Interim facilities to be installed on sections of the Downtown Loop
“Interim facilities”: boring words, important concept! Because of the significant amount of cash that needs to be raised, it’s likely to be a while before the city is able to build out the rest of the Downtown Loop. In the meantime, people on bikes need safe ways to get into and out of downtown St. Paul.
To address this need, the St. Paul Public Works Department is planning to build interim facilities on certain streets included in the plan for the Loop. As they’re currently being described, these interim facilities are nothing to shake an interim stick at. While limited to sections of the Loop where the pavement condition is good enough to be able to handle these treatments, the facilities that are being proposed are high-quality and would create new bike connections between downtown and the rest of the city.
They would include a protected bike lane with bollards and a buffer area on 9th and 10th Streets, as well as facilities on the north half of St. Peter Street (the fate of the southern half is a little more complicated and will be decided later). This would create much better access to downtown for those coming from the north and west. There is also a plan to connect the bike path being constructed on Jackson to the Sam Morgan Trail, enabling access from the south. Public Works is still evaluating whether interim bike lanes will be feasible on Minnesota Street as a connector within downtown, given the condition of the pavement.
We’re likely to start seeing the protected bike lanes installed in 2017 or 2018. If all goes according to plan, this could be a big improvement for biking in downtown St.

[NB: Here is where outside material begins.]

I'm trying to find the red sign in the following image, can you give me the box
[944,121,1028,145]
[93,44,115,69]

Paul.
Bike lanes on Upper Afton
After delaying a decision for a few weeks to give residents a chance to weigh in on an updated plan, the city council voted to approve bike lanes on both sides of the street on Upper Afton Road. These bike lanes would be added this summer during a street resurfacing between Burns Avenue and McKnight Road.
St. Paul Women on Bikes felt that this was the safest option of those under consideration by the city council, and so we are happy to see it approved. This bikeway will add a much-needed connection to parks, homes, and neighborhoods in an area with few on-street bike facilities.

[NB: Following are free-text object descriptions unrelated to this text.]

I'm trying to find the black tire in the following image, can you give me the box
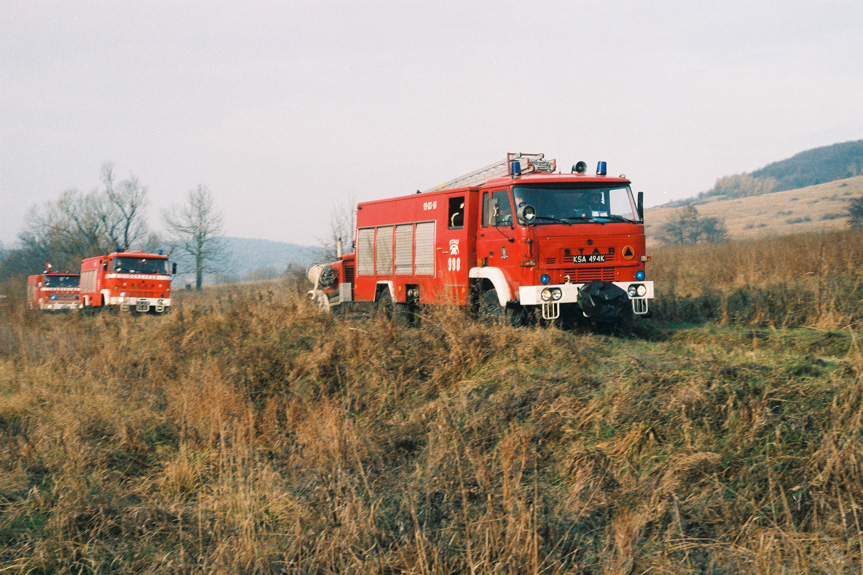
[375,289,394,320]
[616,306,634,337]
[478,288,525,327]
[393,302,412,326]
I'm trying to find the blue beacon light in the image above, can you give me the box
[540,273,551,285]
[636,270,646,280]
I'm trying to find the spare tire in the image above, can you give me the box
[577,281,629,321]
[319,265,338,289]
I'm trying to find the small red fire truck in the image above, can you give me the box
[79,250,176,313]
[27,265,80,311]
[309,153,654,328]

4th Street Market District officially recognized in city plans
We’re excited that the city has included the 4th Street Market District in its vision for downtown St. Paul, with a planning study to be undertaken soon. This is an important step in bringing this community-supported concept from idea to reality.
The city is also planning a demonstration project on 4th Street that would showcase some of the possibilities for revitalizing the street. This demonstration will focus mostly on placemaking and will hopefully get downtown residents, visitors, and workers enthused about what this street could look like.